SQL Server Debugging BAD_PAGE_PROCESS Waits

I was recently debugging a slow running SQL instance, when checking the wait stats I noticed a lot of BAD_PAGE_PROCESS waits…

SELECT * FROM sys.dm_os_wait_stats ORDER BY wait_type

Wait Stats

The MSDN description of this wait type is

Occurs when the background suspect page logger is trying to avoid running more than every five seconds. Excessive suspect pages cause the logger to run frequently.

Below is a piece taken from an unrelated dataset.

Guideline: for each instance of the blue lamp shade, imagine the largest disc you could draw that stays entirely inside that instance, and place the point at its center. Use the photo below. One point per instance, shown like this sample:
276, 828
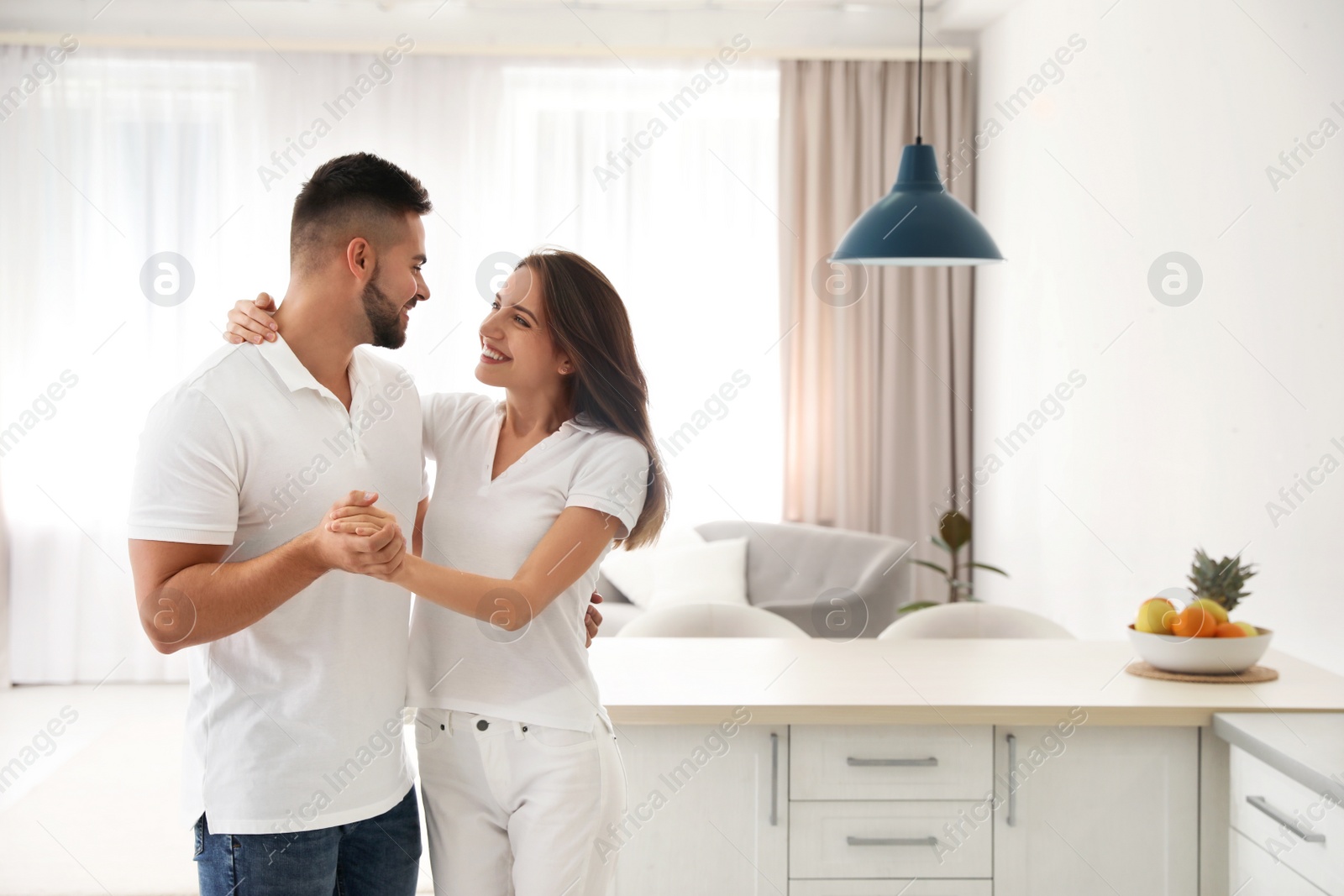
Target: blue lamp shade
918, 223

My initial reaction after seeing this was to track down which database had the bad pages using the suspect_pages table in msdb.

SELECT 
    DB_NAME(database_id) Db,
    file_id,
    page_id,
    event_type,
    error_count,
    last_update_date
FROM  
    msdb.dbo.suspect_pages

From here we get a list of database with bad pages and an indication of how spread the issue is.

Suspect Pages

In my case there was a single database with a number of suspect pages. From here if you want to know more you can run the following statement on the database in question…

DBCC CHECKDB

Bad DBCC CheckDb

Looking at that error it suggests it may be possible to repair the database using DBCC CHECKDB (dbNName, REPAIR_ALLOW_DATA_LOSS), doing this will involve an unknown amount of data being lost. In my case and I would guess in most cases in this situation the safest thing to do is to restore the most recent backup. After resotring the most recent backup of the database from a couple of hours ago, I ran DBCC CHECKDB and all was good again.

Good DBCC CheckDb

One take away from this is if you have corrupt pages and don’t realise then you could end up backing them up which makes rolling back a lot harder. Depending on your workload and backup schedule it’s almost certainly worth running CheckDB before each backup.